# GAP Insurance?.



## clint thrust (Mar 20, 2008)

Anyone taken out GAP insurance. I have a quote of £258 for three years for £25000 cover. Anyone beat that?.

Cheers.


----------



## charles charlie (May 3, 2008)

clint thrust said:


> Anyone taken out GAP insurance. I have a quote of £258 for three years for £25000 cover. Anyone beat that?.
> 
> Cheers.



Sounds very similar to what I got and paid.


----------



## guycuthbert (Jan 1, 2009)

Those are very good - my HPC is offering £35k cover over 3 years... but at £899!

I was going to take it, but then discovered my insurance policy guarantees full retail price for the first year... so I'll think about it again in 12 months time.


----------



## ramsub (Jan 8, 2008)

clint thrust said:


> Anyone taken out GAP insurance. I have a quote of £258 for three years for £25000 cover.
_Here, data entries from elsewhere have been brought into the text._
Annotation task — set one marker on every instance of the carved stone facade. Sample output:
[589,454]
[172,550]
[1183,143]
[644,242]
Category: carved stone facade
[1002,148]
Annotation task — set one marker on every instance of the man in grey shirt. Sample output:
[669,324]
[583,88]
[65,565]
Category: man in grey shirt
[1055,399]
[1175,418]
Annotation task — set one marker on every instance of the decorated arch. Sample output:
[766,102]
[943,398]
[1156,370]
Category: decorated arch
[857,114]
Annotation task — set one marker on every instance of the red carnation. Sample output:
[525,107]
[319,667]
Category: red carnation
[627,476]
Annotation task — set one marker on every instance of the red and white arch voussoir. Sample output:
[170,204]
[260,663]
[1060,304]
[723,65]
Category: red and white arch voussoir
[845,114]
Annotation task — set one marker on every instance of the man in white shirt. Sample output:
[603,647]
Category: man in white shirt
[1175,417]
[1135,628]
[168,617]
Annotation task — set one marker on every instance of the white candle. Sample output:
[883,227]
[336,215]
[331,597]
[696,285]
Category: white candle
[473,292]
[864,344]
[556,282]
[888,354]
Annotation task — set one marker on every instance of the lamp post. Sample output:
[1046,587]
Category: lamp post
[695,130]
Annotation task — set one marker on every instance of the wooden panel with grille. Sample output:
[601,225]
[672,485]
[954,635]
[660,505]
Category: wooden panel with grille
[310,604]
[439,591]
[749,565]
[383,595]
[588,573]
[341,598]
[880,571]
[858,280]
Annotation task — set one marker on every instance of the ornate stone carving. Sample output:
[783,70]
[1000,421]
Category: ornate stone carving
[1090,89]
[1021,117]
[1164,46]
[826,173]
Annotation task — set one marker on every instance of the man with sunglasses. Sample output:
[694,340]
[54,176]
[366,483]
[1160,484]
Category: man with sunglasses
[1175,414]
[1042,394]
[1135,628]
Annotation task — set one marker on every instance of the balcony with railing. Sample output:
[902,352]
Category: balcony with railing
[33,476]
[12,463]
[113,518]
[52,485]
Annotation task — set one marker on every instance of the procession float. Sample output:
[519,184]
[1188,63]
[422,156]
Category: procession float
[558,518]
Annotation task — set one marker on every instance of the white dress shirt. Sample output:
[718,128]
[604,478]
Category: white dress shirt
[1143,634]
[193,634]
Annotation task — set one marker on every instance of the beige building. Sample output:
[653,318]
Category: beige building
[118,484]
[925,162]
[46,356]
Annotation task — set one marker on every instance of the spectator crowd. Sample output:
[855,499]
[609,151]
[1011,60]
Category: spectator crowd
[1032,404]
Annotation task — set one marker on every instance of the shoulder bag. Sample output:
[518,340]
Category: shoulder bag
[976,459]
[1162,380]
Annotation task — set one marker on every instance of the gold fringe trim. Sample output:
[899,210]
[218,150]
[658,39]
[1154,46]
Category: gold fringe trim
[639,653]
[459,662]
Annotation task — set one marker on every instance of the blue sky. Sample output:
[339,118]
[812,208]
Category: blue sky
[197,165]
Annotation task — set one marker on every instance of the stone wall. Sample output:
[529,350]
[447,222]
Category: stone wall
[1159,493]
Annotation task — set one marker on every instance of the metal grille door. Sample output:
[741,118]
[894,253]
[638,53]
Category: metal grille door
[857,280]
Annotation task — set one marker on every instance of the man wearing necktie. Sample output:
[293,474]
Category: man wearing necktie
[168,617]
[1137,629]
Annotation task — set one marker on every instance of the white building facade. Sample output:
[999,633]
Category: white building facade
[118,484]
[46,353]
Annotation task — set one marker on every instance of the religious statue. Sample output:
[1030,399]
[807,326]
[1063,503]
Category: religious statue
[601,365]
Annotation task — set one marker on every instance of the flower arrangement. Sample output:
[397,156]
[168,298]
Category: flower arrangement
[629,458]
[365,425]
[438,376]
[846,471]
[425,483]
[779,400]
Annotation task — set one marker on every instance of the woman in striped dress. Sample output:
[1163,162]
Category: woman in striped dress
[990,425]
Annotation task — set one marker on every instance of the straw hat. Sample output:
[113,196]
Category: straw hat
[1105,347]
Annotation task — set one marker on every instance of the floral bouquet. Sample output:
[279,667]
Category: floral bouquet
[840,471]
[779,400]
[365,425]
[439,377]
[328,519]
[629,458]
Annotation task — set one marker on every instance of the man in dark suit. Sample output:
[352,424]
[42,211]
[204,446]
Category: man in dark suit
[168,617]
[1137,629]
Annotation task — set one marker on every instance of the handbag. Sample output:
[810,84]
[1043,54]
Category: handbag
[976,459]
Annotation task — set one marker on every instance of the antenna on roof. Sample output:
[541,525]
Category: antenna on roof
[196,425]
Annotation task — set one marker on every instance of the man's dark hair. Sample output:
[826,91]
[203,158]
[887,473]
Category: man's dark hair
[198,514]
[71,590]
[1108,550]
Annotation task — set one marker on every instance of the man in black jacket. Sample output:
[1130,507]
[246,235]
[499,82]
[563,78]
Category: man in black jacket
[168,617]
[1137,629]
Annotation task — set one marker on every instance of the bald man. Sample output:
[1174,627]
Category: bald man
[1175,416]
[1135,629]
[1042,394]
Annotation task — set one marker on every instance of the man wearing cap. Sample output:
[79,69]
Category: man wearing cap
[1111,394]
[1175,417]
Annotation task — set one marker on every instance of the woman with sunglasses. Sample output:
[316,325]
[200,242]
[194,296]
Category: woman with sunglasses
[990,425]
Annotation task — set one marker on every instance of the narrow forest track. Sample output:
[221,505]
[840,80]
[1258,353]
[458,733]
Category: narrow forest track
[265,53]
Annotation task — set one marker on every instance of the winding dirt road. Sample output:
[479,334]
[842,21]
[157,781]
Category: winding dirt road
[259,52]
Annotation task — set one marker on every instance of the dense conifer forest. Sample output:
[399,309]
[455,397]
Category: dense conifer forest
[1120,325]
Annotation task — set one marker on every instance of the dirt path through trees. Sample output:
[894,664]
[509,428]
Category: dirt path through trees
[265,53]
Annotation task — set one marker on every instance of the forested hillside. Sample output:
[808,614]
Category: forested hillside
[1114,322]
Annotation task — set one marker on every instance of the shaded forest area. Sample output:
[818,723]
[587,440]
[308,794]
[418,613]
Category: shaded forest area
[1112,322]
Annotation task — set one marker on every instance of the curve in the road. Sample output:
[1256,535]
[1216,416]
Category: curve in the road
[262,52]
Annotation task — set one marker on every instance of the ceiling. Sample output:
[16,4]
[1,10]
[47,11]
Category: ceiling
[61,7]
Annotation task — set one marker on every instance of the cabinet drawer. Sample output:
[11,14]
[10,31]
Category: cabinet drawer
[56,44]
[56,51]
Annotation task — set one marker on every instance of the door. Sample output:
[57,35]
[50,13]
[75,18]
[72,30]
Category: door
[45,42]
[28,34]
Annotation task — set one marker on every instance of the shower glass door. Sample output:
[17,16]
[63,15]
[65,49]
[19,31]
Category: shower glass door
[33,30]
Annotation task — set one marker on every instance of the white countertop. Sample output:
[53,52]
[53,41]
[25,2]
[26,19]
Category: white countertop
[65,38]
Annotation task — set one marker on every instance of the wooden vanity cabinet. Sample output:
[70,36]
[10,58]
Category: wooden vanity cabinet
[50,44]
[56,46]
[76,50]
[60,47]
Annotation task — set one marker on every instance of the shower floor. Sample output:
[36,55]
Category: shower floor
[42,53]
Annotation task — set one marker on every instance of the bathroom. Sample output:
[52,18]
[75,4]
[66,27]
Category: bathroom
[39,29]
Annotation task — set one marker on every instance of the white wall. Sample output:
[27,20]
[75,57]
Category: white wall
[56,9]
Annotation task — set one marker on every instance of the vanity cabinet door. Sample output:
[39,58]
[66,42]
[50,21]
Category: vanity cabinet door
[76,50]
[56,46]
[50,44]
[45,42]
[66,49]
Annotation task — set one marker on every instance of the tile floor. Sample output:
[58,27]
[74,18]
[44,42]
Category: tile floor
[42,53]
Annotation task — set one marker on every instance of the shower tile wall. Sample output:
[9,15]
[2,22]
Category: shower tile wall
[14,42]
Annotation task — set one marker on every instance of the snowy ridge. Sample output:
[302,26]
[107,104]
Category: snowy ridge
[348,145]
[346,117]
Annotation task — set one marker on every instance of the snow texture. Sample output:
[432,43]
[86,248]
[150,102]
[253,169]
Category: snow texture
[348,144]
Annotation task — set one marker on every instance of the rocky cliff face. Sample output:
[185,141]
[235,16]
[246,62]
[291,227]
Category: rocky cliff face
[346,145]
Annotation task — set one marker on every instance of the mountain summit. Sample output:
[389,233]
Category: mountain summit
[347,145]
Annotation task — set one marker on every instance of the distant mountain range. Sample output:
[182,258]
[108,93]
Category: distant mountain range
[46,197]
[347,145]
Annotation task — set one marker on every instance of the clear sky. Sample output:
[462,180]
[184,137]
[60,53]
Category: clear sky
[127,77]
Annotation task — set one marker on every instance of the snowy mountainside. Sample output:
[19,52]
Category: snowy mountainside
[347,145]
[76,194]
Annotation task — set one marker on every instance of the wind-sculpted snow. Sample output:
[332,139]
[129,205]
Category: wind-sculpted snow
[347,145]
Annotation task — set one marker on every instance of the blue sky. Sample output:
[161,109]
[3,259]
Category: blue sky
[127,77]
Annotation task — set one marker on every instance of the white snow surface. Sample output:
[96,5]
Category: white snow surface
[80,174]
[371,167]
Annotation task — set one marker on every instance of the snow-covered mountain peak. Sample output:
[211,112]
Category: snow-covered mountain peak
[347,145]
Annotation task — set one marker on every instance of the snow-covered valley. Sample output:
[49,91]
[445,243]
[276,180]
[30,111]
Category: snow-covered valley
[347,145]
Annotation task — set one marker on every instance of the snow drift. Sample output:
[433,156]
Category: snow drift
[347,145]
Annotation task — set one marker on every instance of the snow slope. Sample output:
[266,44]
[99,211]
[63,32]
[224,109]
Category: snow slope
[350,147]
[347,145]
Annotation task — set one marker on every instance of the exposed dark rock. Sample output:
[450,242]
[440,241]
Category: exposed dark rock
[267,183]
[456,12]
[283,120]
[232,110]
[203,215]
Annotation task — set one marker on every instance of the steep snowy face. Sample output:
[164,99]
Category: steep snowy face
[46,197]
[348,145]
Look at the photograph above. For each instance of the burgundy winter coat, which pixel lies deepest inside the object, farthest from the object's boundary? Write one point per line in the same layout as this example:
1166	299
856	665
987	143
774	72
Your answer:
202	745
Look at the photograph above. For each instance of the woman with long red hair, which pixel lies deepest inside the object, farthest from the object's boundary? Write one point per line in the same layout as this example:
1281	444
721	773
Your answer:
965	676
Anyone beat that?.
> 
> Cheers.


Paid £286.55 for 3 years £25k max protection. 

I had the choice of pay gap to invoice price and pay gap to new replacement vehicle price (both of course subject to the £25k limit). 

I chose the later (which ironically was slightly cheaper) given the price hike from when I ordered (the general price increase and UMS becoming an optional paint choice). 

cheers


----------